Bühler Volleyballer mit starker Feldabwehr

Von Winfried Heck

Bühl (win) – Das 3:2 der Bisons gegen Friedrichshafen war eine kleine Sensation. Der Schlüssel zum Sieg war eine stark verbesserte Feldabwehr der Bühler.

Bühler Volleyballer mit starker Feldabwehr

Bärenstarke Feldabwehr: Bühls Libero Florian Ringseis und seine Nebenmänner stehen nicht nur richtig, sondern antizipieren, wo der Ball landen wird. Foto: Frank Seiter

„So wird das nichts mit einem dritten Spiel.“ Bühls Edel-Fan Ranno Timmermann, der als Helfer eingeteilt war und deshalb das Playoff-Spiel mitverfolgen durfte, hatte nach dem ersten Satz zwischen den Volleyball Bisons Bühl und Rekordmeister VfB Friedrichshafen die Partie fast schon abgehakt. Zu deutlich dominierte das Star-Ensemble vom Bodensee das Geschehen auf dem Feld. So sehr sich die Bühler Spieler auch mühten und nach Bällen streckten, Friedrichshafen fand stets eine unbewachte Lücke.

Mit spielerischer Leichtigkeit punktete der französische Nationalspieler Nicolas Maréchal auf der Außenposition. Immer wieder am Block vorbei, longline neben der Auslinie, schlugen die Bälle in der Bühler Hälfte ein – oder sprangen vom Block ins Aus. Auf der anderen Angriffsseite punktete Deutschlands Volleyball-Hoffnung Linus Weber vornehmlich mit Wucht und enormer Höhe, gegen die Schnellangriff des Ex-Bühlers Nemo Mote über die Mittelposition schien ohnehin kein Kraut gewachsen.

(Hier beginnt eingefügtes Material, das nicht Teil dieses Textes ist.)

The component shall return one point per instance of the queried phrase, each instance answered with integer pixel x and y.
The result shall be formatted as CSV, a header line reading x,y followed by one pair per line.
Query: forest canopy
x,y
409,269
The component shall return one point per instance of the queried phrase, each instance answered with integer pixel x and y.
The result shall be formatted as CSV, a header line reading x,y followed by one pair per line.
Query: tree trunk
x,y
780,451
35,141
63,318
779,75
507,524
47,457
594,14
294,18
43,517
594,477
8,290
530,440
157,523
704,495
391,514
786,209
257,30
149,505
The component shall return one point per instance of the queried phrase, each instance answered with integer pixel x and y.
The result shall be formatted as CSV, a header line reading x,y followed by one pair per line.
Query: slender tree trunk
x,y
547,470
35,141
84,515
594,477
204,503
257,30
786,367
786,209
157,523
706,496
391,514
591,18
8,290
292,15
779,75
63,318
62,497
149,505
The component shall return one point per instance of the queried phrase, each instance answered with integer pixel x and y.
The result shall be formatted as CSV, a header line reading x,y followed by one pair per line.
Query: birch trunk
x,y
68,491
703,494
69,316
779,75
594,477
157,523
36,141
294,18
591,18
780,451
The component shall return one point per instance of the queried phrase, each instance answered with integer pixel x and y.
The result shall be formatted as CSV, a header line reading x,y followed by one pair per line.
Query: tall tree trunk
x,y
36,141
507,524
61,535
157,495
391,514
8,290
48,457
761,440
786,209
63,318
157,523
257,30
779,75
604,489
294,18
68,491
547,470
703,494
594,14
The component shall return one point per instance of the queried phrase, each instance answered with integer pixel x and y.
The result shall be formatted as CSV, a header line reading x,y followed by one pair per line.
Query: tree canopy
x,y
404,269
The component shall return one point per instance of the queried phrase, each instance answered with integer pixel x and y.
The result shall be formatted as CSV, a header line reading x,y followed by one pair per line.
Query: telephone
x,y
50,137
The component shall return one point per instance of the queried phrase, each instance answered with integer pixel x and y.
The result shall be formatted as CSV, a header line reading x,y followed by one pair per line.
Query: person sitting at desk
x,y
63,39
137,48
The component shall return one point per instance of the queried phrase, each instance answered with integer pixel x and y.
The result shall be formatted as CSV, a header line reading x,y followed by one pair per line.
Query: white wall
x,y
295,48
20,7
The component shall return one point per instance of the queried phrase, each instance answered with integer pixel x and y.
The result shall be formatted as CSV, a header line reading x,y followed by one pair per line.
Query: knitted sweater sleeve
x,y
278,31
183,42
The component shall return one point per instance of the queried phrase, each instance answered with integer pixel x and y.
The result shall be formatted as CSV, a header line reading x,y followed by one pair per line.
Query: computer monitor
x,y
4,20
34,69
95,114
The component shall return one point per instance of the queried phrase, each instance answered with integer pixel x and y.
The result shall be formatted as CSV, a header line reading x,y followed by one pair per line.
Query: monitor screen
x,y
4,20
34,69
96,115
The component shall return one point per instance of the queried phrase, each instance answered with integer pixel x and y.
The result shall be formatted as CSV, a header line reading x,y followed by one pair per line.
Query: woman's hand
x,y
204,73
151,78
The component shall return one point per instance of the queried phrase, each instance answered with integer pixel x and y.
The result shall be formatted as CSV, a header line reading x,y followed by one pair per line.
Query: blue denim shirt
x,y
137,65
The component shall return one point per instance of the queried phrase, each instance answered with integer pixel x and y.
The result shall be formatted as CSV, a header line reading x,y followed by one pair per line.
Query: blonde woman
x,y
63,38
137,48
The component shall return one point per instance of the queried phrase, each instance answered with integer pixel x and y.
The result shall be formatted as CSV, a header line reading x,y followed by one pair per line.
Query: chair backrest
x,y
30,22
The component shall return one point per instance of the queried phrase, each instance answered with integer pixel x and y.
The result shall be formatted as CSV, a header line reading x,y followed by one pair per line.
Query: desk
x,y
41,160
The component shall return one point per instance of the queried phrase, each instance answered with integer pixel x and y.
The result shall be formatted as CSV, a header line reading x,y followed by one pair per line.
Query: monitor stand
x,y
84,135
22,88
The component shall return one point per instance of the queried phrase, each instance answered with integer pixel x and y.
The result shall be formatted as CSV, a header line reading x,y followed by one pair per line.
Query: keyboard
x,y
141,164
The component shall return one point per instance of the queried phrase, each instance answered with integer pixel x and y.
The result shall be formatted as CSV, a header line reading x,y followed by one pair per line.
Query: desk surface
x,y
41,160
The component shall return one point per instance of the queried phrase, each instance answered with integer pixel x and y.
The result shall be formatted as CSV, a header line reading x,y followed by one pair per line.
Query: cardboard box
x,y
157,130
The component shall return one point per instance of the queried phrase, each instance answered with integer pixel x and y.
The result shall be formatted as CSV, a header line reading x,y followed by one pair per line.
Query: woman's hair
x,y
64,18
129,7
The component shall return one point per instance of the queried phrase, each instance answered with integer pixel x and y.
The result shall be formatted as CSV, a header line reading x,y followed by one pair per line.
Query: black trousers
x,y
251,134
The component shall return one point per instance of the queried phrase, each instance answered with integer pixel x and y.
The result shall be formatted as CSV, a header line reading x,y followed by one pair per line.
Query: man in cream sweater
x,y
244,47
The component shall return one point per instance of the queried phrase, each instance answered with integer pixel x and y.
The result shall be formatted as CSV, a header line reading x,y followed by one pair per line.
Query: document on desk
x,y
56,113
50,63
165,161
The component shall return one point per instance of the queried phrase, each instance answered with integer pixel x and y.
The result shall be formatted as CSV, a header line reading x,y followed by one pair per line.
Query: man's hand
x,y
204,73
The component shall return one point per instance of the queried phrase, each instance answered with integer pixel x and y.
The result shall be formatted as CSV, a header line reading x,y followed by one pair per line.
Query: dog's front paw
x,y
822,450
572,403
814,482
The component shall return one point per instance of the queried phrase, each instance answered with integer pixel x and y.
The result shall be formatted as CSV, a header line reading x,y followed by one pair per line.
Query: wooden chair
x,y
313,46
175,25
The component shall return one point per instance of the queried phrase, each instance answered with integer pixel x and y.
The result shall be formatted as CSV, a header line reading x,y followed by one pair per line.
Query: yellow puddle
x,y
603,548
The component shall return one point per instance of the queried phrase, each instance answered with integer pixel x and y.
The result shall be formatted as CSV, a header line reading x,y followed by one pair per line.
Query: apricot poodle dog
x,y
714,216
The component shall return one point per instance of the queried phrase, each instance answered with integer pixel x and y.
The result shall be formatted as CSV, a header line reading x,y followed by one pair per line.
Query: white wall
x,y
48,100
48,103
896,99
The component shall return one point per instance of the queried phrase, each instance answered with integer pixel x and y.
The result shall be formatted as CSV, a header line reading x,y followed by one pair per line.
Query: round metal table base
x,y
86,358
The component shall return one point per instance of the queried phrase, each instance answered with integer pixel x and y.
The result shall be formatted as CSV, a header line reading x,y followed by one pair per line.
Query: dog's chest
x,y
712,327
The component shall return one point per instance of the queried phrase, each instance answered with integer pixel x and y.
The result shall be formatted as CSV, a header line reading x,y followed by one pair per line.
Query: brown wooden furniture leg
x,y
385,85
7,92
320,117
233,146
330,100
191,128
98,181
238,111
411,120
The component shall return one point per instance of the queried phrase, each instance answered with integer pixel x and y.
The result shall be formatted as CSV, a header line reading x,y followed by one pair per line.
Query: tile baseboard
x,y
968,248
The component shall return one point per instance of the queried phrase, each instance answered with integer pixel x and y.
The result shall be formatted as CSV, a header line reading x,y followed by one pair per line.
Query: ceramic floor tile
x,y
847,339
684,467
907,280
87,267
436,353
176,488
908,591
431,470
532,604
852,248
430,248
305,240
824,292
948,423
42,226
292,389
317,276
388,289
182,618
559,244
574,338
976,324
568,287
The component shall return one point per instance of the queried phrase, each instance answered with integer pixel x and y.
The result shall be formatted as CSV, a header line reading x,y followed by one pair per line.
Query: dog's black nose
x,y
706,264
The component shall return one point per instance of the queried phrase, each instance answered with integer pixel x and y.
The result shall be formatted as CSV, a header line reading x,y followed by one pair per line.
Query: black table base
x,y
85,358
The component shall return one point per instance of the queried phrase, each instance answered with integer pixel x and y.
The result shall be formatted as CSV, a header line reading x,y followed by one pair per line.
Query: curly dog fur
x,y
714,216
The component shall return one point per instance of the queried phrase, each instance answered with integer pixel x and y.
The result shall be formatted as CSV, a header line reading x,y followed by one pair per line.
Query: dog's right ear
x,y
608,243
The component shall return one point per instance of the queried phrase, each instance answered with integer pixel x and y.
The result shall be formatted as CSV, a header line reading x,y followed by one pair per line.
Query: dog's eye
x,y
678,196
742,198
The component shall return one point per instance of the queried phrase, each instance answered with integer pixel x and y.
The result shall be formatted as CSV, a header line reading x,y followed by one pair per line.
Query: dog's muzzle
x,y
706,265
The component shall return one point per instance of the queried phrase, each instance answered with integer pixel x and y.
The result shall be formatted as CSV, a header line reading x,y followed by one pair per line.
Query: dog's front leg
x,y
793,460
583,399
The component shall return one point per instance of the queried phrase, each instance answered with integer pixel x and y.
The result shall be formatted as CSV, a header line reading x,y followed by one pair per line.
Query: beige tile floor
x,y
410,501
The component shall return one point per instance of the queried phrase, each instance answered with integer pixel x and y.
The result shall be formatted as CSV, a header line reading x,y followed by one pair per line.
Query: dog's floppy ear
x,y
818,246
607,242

Immerhin: Bühl kämpfte. Kein Ball wurde verloren gegeben, zeitweise ähnelte das Spiel dem, wie man es ansonsten aus dem Frauen-Volleyball kennt. Lange Ballwechsel mit spektakulären Abwehraktionen und viel Leidenschaft. Allerdings fast immer mit dem besseren Ende für die Gäste, die agierten, statt immer nur reagieren zu können.

Friedrichshafen holt die Brechstange raus

Irgendwann im zweiten Satz verschob sich das Bild. Bühls Scout Jannis Oser hatte seinem Cheftrainer Alejandro Kolevich offensichtlich die entscheidenden Infos zukommen lassen, Kolevich stellte sein Team anders ein, und plötzlich stand dort, wo zuvor die Bälle noch ungehindert auf dem Boden aufschlugen, einer der Bühler Spieler. Doch Libero Florian Ringseis und seine Nebenleute standen nicht nur richtig, sie rechneten auch damit, dass der Ball in ihrer Nähe runterkommen würde. Ein entscheidender Unterschied. Wenn das knapp 300 Gramm schwere Spielgerät mit 20 oder gar 30 Metern pro Sekunde angeschossen kommt, bleibt keine Zeit für Überlegungen. Die Flugbahn muss antizipiert sein, man muss wissen, wie man den Aufprall verarbeiten will.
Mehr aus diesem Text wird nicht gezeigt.